Cela les faisait sourire, mais non, comme à moi, pâlir, disaient-ils dans leur pittoresque langage ;
et ils n’étaient pas assez bêtes pour ne pas remarquer que, précisément, je ne regardais pas
les évolutions champêtres des poissons, mais que ma vue se portait, de beaucoup plus, en avant.
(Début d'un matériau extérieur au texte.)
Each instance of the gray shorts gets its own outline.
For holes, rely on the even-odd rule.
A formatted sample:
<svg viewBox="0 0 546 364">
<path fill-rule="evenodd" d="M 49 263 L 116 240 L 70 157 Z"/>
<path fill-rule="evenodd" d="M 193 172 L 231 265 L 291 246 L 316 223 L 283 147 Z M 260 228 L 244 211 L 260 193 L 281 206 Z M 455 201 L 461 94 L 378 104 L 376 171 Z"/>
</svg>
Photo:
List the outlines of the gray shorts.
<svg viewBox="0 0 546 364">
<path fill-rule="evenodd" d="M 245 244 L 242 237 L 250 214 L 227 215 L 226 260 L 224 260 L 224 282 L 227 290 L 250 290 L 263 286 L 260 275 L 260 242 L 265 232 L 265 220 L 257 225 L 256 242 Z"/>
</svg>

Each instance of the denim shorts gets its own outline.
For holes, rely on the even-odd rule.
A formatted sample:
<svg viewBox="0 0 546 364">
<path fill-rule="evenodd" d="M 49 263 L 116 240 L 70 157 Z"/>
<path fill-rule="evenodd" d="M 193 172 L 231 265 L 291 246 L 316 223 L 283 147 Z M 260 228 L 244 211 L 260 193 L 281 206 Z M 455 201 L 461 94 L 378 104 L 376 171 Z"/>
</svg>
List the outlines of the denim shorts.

De telle manière que, quant à ce qui me concerne, tournant machinalement les yeux du côté
de l’envergure remarquable de ces puissantes bouches, je me disais, en moi-même,
qu’à moins qu’on ne trouvât dans la totalité de l’univers un pélican, grand comme une montagne
ou au moins comme un promontoire (admirez, je vous prie, la finesse de la restriction qui
ne perd aucun pouce de terrain), aucun bec d’oiseau de proie ou de mâchoire d’animal sauvage
ne serait jamais capable de surpasser, ni même d’égaler, chacun de ces cratères béants,
mais trop lugubres.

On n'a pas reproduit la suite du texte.